If wasm didn’t exist the internet and world would be… fine? Use JavaScript in a browser or go actual native. The space inbetween for wasm exists but is extremely small. Especially for anything other than cool visualization widgets.

"We don’t yet see major websites entirely built with webassembly-based frameworks."

The more telling question to me is:

Do we see real world websites that are not just tech demos coming out of WASM aficionados circles. Sites that are actually useful to a significant number of people, even if we wouldn't necessarily call them major websites.

https://cbva.com/

comes to my mind, but there must be more.
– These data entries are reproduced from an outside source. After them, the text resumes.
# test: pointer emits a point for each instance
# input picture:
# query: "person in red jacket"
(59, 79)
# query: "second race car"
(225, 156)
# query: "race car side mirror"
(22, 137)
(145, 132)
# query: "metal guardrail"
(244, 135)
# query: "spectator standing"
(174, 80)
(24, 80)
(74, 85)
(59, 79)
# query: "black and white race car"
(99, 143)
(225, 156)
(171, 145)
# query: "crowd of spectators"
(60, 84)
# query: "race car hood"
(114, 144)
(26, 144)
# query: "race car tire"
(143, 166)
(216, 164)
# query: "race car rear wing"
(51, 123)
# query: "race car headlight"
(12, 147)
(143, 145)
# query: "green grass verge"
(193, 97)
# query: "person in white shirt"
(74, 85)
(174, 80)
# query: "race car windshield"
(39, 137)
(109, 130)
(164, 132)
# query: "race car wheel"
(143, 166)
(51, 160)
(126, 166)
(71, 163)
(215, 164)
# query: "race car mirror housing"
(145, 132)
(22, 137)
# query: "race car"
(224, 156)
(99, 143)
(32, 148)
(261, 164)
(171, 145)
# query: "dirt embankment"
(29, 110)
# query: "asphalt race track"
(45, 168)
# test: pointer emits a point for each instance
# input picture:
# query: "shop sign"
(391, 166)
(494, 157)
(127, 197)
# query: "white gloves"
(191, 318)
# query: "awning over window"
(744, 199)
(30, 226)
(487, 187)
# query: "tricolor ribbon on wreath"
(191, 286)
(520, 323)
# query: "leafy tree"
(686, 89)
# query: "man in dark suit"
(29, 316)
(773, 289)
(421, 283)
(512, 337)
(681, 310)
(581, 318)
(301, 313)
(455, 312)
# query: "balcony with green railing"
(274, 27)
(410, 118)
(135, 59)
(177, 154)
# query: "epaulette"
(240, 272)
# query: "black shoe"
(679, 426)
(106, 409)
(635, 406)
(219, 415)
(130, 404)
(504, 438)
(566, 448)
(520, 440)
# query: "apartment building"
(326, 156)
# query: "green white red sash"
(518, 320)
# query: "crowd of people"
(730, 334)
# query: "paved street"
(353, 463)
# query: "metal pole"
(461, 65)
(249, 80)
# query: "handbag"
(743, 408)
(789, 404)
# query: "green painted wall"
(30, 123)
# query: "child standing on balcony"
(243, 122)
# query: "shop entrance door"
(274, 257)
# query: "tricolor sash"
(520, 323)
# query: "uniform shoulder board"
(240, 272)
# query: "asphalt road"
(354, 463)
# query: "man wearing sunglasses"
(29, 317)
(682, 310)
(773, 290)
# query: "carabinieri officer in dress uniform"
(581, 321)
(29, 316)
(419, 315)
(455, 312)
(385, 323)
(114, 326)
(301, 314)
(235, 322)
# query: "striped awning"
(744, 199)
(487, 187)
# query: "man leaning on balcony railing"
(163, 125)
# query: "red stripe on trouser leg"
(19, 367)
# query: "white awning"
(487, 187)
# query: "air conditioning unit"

The sandboxification of WASM is what happened

Instead of building a true portable binary format with system access, we got a JavaScript VM from TEMU:

- Reference Types

- Exception Handling

- GC

Makes GC'd languages compile better, not system programming

Meanwhile, the actually needed capabilities remain blocked forever:

- Memory: Still can't mmap, still can't allocate outside linear memory

- Networking: Still needs JS interop bullshit

- Device: Still need JS interop bullshit and still sandboxed behind browser security model

The Result: WASM isn't a serious systems target, it's a compilation artifact for managed languages that could've just targeted JS directly

From my experience, WASM is great for easily porting existing codebases to the browser. It took me less than a day to download Emscripten, learn a little about WASM, make one toy project, and then port a 20-year-old, 40-KLOC C++ project to the browser [1]. The last part only took me half an hour, and I don't even write C++.

[1] https://poincare.matf.bg.ac.rs/~janicic/gclc/

Anyone knows why docker is dropping wasm workloads? I never heard of anyone using it, I thought it was because wasi hasn't reached "1.0" yet, so ecosystem is still small.

Wasm and wasi are very promising, as stated in the article, it's safe/isolated by default, it can target different hardware and almost any popular language (in theory) can be compiled to wasm. It sounds perfect on paper. It's quick to start (quicker than docker). Maybe it will be replacement/supplement for lambda-esque type of workloads.

https://docs.docker.com/desktop/features/wasm/

>It is almost 1:1 in that you can compile WAT to Wasm and then back to WAT with barely any loss in information (you may lose variable names and some metadata).

I love it! It reads like, "you can put your snowman in a oven to obtain water and then the water to a snow machine to get to your initial material state with almost no information lost."

One thing that happened to WebAssembly is that it allowed for npm packages like PGlite to be created. With a simple `npm install` you now have a PostgreSQL instance in your web or node app, no (connection) strings attached (pun intended). Full disclosure: I am one of the maintainers.
I work on Dioxus (Rust WASM framework).

WASM for frontend, at least, has been held back by fundamental tools like bundle splitting, hot-reload, debugger symbols, asset integration, etc. We spent a lot of 2025 working on improving this. Vite and friends are really good!

I've been working on a big Dioxus project recently and am pretty happy with where WASM is now. The AI tools make working with Rust code much faster. I'm hopeful people gravitate towards WASM frameworks more now that the tools are better.